Reporting a Vulnerability

Please read the guidelines on reporting security issues on the official website for instructions on how to report a security-related problem to the Python Security Response Team responsibly.

To reach the response team, email security at python dot org.

Pip relies on the Python Security Response Team (PSRT) to triage and respond to security reports. PSRT members balance security work against many other responsibilities, so please be thoughtful about the time and attention your report requires. Reports that repeatedly disregard this policy may be rejected regardless of technical merit.

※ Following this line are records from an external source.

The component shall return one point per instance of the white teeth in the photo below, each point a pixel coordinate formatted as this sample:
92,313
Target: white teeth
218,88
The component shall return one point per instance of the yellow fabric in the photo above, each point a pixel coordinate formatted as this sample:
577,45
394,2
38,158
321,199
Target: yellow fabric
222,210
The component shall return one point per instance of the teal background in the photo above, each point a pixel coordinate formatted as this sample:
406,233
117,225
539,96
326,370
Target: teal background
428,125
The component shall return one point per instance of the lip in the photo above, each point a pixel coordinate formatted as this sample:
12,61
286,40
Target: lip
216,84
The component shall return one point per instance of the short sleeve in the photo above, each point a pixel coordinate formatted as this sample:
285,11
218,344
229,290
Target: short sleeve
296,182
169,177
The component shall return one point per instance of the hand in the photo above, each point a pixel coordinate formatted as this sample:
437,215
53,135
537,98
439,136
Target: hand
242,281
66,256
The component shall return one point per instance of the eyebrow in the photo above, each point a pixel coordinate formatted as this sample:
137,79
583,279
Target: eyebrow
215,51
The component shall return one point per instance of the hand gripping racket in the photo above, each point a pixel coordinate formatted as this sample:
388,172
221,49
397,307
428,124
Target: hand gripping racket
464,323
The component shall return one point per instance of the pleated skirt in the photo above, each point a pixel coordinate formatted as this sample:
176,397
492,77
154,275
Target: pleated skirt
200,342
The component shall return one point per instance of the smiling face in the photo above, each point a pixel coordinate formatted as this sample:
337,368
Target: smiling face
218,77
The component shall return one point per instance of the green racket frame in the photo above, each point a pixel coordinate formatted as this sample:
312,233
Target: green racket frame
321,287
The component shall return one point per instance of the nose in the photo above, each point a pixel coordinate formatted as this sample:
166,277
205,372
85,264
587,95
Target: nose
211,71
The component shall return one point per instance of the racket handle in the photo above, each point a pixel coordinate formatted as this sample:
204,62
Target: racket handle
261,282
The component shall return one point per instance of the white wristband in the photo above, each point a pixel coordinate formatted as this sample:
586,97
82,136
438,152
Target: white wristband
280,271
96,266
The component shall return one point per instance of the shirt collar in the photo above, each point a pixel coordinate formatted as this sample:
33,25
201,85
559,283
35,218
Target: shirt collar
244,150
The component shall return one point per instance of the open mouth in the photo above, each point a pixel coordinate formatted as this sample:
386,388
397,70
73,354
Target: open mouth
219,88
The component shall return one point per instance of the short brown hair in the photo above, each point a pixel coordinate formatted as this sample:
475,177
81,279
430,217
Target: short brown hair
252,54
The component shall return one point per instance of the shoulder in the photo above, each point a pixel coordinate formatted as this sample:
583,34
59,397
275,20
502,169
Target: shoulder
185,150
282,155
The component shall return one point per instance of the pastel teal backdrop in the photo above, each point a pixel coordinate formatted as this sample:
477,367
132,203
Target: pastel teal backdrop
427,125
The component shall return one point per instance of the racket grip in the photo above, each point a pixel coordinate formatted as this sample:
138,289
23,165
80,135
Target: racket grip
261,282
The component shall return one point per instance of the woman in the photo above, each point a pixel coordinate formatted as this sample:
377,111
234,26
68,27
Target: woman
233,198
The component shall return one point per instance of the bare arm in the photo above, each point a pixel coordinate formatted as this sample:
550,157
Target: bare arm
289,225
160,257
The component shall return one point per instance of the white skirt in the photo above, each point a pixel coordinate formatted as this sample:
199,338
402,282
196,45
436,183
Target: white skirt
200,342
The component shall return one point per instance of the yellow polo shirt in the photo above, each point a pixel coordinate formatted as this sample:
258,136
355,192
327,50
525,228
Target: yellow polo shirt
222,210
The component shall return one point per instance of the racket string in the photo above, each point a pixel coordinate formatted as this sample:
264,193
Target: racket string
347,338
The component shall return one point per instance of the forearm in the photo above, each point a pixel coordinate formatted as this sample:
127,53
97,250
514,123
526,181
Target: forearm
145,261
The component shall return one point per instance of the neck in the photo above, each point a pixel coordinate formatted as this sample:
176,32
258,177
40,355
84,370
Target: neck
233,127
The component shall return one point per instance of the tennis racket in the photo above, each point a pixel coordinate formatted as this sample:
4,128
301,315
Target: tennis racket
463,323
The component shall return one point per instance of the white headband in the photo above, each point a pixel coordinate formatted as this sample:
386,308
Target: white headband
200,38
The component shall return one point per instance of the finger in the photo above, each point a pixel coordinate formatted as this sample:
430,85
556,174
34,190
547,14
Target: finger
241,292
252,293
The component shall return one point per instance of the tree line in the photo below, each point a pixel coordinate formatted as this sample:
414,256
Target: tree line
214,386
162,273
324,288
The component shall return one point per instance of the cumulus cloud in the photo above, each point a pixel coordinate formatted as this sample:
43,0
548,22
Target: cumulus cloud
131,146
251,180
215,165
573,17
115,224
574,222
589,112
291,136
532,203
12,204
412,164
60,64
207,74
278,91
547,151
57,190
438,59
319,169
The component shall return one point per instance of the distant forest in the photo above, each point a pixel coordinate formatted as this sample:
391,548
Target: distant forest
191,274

What is not a pip vulnerability

Due to the design of the Python packaging ecosystem, pip has no way to know whether an index or a package is malicious, and packages can run code both while being built and after being installed. The following are not pip vulnerabilities:

  • A malicious or compromised package index.
  • A malicious package. Building a package from source runs the build tool the package itself chooses (PEP 517). A wheel (binary distribution) is installed by "simply unpacking" it, but once any package is installed, its code can run whenever Python runs in that environment. Report malicious packages on PyPI through its malware reporting process.
  • An attacker who already controls the machine pip runs on. Anyone who can change pip's command line, environment variables, configuration, or cache can already make pip install anything.

A bug in a step that already runs arbitrary code is also not a vulnerability and can be reported as a normal bug on the issue tracker. Any ideas for improving the security of these processes can be reported as feature requests.

Vendored libraries

pip ships its own copies of its dependencies in pip/_vendor. A vulnerability in one of them is not a vulnerability in pip unless pip's use of the library is affected. Report the library's bug to that library's project.

Updates to vendored libraries, including security fixes, are defined in pip's release process.